Neil picked me up from the airport, and together we drove to the hospital. We sat for a moment in the parked car, and talked.

I can’t leave again. I’m going to have to cancel the whole European tour , I said, staring out the windshield onto the gray wall of the hospital garage. And the Australian and the New Zealand tours. I can’t go, not while he goes through this .

My mind started to race. It’s already on sale, Neil… thousands of tickets have sold. Jesus, honey, this is going to be so fucked. The fans will get it. But it’s going to lose tons of money if I reschedule, and I won’t be earning anything… and… the band… I’m going to need to give them some money to bridge the gap… they’re all going to be out of work on three months’ notice, I need to pay them, and—

Darling, slow down, slow down. First of all, don’t worry about the money , Neil said.

I’m not worried about the money , I said. You’ll help cover it, right?

Of course I will. Wait, hold on… He looked skeptical. You mean you’re fine just letting me help? he asked.

Yes. Honey, I’m more than fine. This isn’t like last year when I hit the black spot. This is easy .

Why is this easy? he asked.

It’s impossibly easy… I said. It’s Anthony .

It hurt enough.

I got up off the nail.

• • •

The second time I saw Anthony cry was about ten years after I gave him the letter about Laura.

He needed chemo, they said. Thirty-six trips to the hospital, and he couldn’t get there and back himself, because the side effects made him too tired to drive safely. His friends scrambled into action, and a carpool was organized so that everyone could take turns driving him to and from the treatments.

Neil seemed scared of my sadness, afraid that he was going to do the wrong thing, say the wrong thing, react in the wrong way. But I could feel how much he really wanted to help, to see me. Neil and Anthony had become a lot closer, but I still didn’t know if Neil understood what he meant, how big it was. All I wanted was to plug Neil into my brain and show him the entire history of our friendship. The love.

All my life, Anthony had been my go-to, the person I’d gone to with every sorrow, every problem, every heartache.

The only person I really trusted to understand how I felt about Anthony’s cancer was Anthony, and I couldn’t call him and collapse. That was out of the question; he had cancer. Asking for his help on this one wouldn’t really be fair. I felt a kind of loneliness I’d never felt before.

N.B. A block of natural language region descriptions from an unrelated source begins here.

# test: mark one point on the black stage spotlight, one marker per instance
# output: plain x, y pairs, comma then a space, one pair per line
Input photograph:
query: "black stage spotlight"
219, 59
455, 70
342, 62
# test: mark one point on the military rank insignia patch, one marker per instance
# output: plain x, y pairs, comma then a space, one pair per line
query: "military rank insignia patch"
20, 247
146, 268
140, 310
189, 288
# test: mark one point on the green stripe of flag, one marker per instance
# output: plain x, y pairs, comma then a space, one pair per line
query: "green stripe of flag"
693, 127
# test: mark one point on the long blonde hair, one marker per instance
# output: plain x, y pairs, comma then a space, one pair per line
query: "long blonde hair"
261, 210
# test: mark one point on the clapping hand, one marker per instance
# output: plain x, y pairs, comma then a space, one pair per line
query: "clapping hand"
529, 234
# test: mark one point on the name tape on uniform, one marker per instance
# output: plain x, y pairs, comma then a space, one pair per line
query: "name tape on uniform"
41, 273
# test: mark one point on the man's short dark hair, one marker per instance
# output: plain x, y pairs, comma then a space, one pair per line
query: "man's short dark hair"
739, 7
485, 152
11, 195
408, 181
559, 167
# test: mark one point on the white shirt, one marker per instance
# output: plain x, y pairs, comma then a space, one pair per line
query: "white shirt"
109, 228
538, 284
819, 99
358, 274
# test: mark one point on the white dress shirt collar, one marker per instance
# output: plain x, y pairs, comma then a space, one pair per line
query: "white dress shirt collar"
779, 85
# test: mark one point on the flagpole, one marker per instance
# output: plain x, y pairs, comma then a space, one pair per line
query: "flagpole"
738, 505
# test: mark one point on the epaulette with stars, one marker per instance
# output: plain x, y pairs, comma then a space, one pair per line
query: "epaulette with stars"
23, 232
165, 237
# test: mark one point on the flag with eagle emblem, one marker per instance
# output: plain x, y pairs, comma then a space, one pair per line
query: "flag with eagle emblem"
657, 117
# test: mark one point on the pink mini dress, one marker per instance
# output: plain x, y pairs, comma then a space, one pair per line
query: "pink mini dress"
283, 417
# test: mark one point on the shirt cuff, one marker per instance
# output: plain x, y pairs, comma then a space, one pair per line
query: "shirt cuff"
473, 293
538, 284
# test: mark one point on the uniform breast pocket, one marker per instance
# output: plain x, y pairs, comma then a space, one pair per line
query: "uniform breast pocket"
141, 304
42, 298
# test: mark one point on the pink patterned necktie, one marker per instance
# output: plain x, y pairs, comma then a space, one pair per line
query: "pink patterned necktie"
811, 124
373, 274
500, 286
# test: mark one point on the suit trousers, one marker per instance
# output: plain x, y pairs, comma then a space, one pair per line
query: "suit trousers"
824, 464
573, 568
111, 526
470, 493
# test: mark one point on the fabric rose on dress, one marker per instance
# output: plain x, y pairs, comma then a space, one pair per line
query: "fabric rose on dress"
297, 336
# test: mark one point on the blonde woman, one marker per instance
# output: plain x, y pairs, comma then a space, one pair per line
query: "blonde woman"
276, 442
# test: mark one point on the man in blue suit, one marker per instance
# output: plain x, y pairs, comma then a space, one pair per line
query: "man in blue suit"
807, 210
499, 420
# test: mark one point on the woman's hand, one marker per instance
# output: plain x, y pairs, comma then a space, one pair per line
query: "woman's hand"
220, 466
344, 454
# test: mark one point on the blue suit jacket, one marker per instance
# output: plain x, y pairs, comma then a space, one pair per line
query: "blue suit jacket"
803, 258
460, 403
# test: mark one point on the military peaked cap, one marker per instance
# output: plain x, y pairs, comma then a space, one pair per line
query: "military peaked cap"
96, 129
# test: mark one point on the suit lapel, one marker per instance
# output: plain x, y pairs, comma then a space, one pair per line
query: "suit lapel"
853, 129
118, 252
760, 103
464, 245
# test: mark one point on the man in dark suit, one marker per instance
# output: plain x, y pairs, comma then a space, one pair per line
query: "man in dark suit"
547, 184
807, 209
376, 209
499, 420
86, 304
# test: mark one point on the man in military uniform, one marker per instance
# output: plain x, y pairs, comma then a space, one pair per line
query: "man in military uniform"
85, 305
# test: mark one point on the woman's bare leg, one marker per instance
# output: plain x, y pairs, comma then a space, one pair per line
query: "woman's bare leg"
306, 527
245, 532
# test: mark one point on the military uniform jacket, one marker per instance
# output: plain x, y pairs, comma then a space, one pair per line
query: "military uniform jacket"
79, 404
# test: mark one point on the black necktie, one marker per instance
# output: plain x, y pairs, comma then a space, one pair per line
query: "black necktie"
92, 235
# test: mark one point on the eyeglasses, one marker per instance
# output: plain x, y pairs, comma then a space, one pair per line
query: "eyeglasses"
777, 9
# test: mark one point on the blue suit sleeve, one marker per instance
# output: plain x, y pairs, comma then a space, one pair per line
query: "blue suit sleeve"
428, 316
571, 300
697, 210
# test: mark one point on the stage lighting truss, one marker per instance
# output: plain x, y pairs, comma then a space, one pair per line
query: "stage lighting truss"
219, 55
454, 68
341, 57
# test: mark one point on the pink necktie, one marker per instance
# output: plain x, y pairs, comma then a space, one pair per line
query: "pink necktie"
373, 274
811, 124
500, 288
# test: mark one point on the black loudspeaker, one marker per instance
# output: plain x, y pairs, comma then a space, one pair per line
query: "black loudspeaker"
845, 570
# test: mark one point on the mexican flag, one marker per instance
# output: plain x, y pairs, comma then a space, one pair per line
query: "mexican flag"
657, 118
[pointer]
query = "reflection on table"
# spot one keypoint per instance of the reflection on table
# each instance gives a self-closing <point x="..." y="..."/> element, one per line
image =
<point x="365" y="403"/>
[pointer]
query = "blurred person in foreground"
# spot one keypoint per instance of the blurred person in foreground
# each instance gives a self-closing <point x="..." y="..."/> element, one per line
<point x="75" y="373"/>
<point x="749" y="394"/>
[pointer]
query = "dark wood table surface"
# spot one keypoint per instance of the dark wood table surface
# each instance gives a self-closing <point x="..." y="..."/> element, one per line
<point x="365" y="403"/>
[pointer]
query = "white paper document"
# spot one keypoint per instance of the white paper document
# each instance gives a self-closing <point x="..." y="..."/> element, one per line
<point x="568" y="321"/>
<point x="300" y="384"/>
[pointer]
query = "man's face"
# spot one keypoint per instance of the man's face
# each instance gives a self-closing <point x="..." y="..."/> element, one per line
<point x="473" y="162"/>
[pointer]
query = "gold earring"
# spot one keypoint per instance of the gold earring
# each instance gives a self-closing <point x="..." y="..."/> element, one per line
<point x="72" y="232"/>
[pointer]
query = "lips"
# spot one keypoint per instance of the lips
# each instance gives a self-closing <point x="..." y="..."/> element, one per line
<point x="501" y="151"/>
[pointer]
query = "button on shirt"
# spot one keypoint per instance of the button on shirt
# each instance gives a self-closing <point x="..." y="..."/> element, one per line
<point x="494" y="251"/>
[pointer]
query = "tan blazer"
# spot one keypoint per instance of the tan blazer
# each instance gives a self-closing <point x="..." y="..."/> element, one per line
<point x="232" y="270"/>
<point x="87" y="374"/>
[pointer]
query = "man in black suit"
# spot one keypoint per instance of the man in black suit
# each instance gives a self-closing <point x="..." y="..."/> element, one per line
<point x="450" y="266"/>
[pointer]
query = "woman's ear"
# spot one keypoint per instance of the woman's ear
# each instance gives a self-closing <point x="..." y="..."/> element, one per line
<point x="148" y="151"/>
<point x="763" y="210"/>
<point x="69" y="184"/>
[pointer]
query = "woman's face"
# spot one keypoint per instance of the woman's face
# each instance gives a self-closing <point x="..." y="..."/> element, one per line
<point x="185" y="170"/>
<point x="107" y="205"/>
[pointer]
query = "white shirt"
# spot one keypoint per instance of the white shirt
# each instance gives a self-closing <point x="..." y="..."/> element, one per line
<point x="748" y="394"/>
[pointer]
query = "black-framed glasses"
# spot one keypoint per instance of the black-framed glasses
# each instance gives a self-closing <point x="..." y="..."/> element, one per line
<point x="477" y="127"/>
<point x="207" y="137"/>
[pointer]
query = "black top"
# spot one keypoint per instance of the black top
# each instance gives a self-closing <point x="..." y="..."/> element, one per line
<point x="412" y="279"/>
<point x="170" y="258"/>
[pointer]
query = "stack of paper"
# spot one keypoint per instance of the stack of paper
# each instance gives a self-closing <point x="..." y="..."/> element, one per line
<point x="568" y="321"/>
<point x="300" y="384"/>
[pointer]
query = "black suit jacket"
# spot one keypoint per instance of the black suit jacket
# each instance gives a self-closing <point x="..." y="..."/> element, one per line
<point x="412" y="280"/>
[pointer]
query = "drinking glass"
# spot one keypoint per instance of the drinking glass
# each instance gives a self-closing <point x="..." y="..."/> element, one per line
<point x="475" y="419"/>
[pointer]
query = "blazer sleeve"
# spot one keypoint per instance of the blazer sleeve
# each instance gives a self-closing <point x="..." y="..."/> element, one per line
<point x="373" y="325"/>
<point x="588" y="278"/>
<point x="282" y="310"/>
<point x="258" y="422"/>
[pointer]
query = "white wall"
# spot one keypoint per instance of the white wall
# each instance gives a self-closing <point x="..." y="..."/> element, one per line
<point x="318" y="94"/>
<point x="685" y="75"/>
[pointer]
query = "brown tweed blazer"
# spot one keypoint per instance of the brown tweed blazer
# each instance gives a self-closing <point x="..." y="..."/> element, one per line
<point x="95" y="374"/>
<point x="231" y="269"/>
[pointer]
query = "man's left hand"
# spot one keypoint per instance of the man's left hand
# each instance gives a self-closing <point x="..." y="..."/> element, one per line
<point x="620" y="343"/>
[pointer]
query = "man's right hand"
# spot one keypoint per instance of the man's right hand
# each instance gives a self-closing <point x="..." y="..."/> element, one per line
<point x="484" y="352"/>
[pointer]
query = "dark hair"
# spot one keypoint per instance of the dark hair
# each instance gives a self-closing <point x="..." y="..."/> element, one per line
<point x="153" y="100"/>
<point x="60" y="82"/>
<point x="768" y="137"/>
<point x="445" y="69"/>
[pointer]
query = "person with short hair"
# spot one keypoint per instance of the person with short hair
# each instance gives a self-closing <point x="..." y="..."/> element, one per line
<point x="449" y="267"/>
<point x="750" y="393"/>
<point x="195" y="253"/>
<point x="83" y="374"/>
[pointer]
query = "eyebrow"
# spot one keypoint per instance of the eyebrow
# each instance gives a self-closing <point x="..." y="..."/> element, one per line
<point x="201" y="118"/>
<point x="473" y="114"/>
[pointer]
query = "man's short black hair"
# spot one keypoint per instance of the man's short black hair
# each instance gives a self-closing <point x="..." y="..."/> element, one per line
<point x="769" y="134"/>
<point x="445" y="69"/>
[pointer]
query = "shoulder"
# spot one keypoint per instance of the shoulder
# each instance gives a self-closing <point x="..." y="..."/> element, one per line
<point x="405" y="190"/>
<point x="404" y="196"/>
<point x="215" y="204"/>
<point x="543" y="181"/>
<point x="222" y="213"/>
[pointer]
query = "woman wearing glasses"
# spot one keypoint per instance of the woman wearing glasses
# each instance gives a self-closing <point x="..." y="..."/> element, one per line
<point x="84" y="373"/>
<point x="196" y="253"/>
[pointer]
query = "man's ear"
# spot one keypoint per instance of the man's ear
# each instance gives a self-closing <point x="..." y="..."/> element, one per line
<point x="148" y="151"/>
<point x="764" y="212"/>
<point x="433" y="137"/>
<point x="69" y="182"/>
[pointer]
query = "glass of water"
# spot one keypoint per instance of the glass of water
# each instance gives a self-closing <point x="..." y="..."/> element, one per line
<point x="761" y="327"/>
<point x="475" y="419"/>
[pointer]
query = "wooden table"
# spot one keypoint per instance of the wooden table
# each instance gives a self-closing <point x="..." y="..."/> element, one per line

I was driving him home from one of the first treatments. We were on the freeway, and I was deliberating whether I should drive in the slow lane (he was feeling nauseated and fragile) or the fast lane (he also wanted to get home and back to bed as soon as possible). It had been a relatively normal drive for the first ten minutes—you know, as normal as it can be when your friend-who-had-just-been-given-a-death-sentence is sitting silently next to you steeped in chemicals and you’re trying to maintain a stable state of mind. We were approaching a patch of traffic.

Get off , he said.

You want me to exit here? I mean, I can. But…

GET OFF. GET OFF . And he tried to grab the steering wheel and pull the car over to the right.

HEY! Hey. Hey . I snapped. Watch it. Seriously. Don’t kill us .

Then he hit the glove compartment. Really hard.

I don’t want to go through this, Amanda .

And his voice choked and his fist hit the glove compartment again. And again, and again.